Selon Miguel Ruiz, nous devons sortir de cet
égocentrisme qui nous fait croire que tout ce qui arrive autour de nous est une
conséquence de notre attitude. Le « moi je » nous maintient dans l’illusion.
Donc dans la souffrance.
Que faire au quotidien ?
Il s’agit moins de rester stoïque que de prendre du
recul.
Ramener à soi ce qui appartient à l’autre déclenche
inévitablement de la peur, de la colère ou de la tristesse, et une réaction de
défense.
Il faut laisser à l’autre la responsabilité de sa
parole ou de ses actes et ne pas s’en mêler. Cela suffit souvent à calmer le
jeu.
Ne faites aucune supposition
Ayez le courage de poser des questions et d’exprimer vos
vrais désirs.
Communiquez clairement avec les autres pour éviter
tristesse, malentendus et drames.
C’est un travers banal. Nous supposons, nous élaborons
des hypothèses et nous finissons par y croire.
Un ami ne nous a pas dit bonjour ce matin, et nous
imaginons qu’il nous en veut !
Selon Miguel Ruiz, c’est un « poison émotionnel ».
Pour s’en libérer, il propose d’apprendre à mettre
les choses à plat, par exemple en exprimant ses doutes.

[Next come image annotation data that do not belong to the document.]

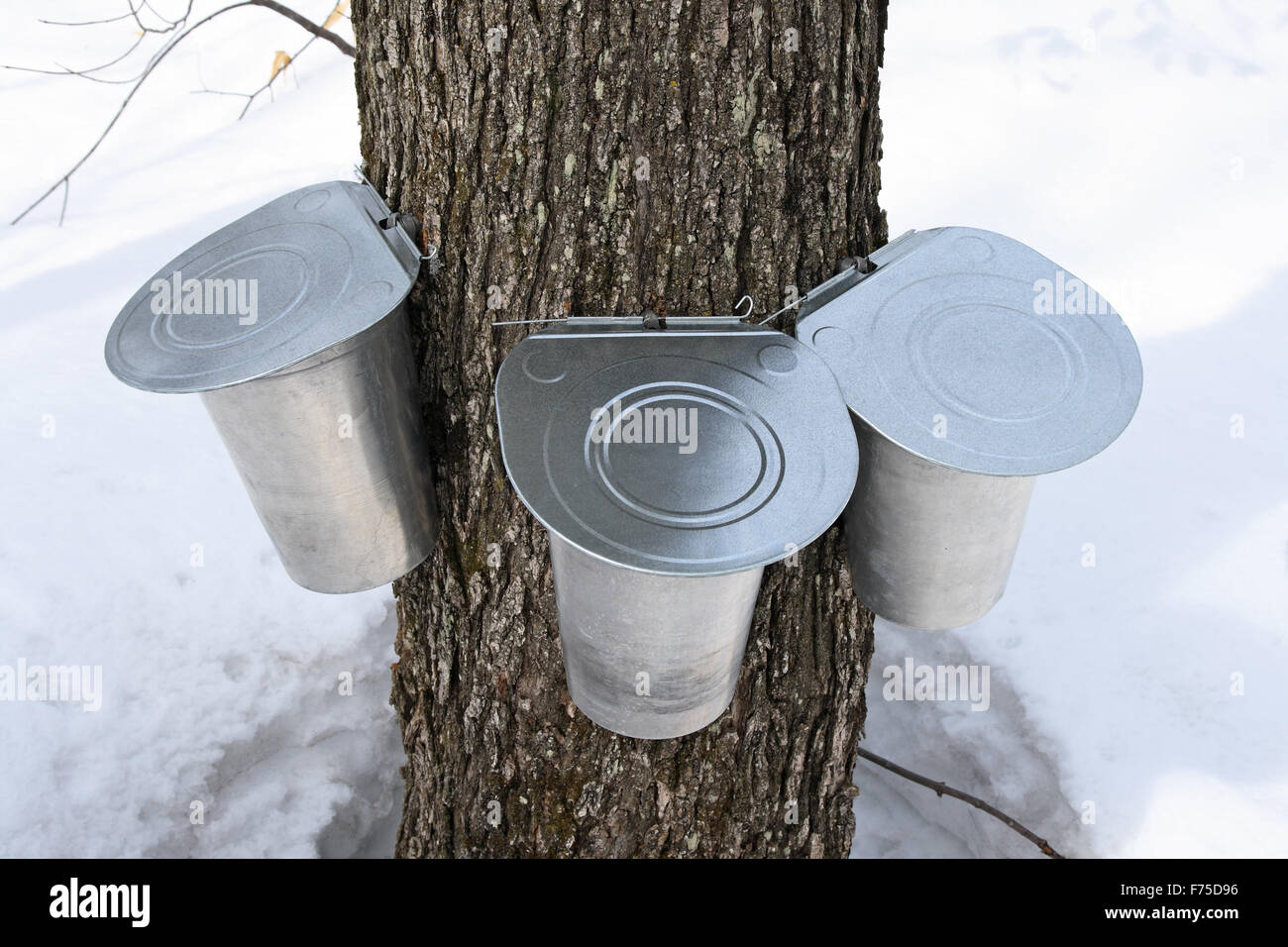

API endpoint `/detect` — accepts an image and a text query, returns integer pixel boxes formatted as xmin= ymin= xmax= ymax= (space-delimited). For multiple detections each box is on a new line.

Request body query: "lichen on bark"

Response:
xmin=353 ymin=0 xmax=886 ymax=856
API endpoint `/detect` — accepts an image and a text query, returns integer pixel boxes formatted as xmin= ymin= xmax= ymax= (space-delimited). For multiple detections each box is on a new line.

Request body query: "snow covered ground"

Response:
xmin=854 ymin=0 xmax=1288 ymax=857
xmin=0 ymin=0 xmax=1288 ymax=856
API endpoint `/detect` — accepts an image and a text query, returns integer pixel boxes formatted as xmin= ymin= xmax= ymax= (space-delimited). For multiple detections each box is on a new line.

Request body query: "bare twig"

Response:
xmin=859 ymin=746 xmax=1064 ymax=858
xmin=5 ymin=0 xmax=356 ymax=226
xmin=252 ymin=0 xmax=357 ymax=55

Ce qui implique
d’apprendre à écouter et d’être capable d’entendre.
Que faire au quotidien ?
Il s’agit de prendre conscience que nos
suppositions sont des créations de notre pensée.
Dès lors qu’une hypothèse devient une croyance nous
élaborons un comportement de pression source d’angoisse et de stress.
Faites toujours de votre mieux
Votre “mieux” change d’instant en instant.
Quelles que soient les circonstances, faites simplement
de votre mieux et vous éviterez de vous juger.
Cet accord découle des trois premiers.
Lorsque vous en faites trop, vous vous videz de
votre énergie et vous finissez par agir contre vous. Mais si vous en faites
moins, vous vous exposez à la frustration, à la culpabilité et au regret.
Le but est de trouver le juste équilibre.
Que faire au quotidien ?
Ce qui est juste pour soi ne dépend en aucun cas
d’une norme.
Pour Miguel Ruiz, certains jours, faire ce qu’il y
a de mieux pour soi, c’est rester au lit.
Dans tous les cas, le pire piège est la course à la
perfection.
L’un des moyens d’éviter ce travers est de
remplacer nos « Je dois faire ceci » par des « Je peux faire ceci ».
Cela permet de s’approprier pleinement l’objectif à
atteindre, sans se soucier du jugement et des attentes des autres.